Ударная волна толкнула Василия в спину и сбросила вниз на кучи земли, битых кирпичей и какого-то полусгнившего тряпья, покрывавшие промежуточную лестничную площадку, которая соединяла два пролета лестницы. Кучи смягчили падение и спасли руки-ноги от переломов, а клубы дыма и пыли не позволили тем, кто ждал его внизу, прицелиться поточнее.
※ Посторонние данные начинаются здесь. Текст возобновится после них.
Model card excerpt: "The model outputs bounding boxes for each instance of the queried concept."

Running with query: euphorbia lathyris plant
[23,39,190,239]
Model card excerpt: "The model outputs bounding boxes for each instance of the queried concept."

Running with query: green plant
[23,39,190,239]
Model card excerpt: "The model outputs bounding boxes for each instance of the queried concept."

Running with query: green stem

Продолжая действовать на пределе скорости и физических сил, управляя телом не рассудком, а рефлекторно, подсознанием, Вася ужом проскользнул в полуметровый пролом в площадке, упал на руки и перекатился под защиту колонны, поддерживающей лестницу справа. Он открыл огонь одновременно со снайпером, который оставался в холле и сторожил выходы на лестницу. Итог дуэли был печален: Вася получил пулю в грудь, в область ключицы, снайпер – две пули в голову. В то же мгновение Вася выскользнул из ловушки, в которой оказался, перекатился в угол, под защиту упавшей сверху балки, и хладнокровно всадил оставшиеся пули в приятеля снайпера, показавшегося из коридора. Бросил пистолет. Теперь у него оставались только метательные пластины и «болевик», пускать в ход который следовало лишь в крайнем случае. Почему-то Вася был уверен, что он ему пригодится.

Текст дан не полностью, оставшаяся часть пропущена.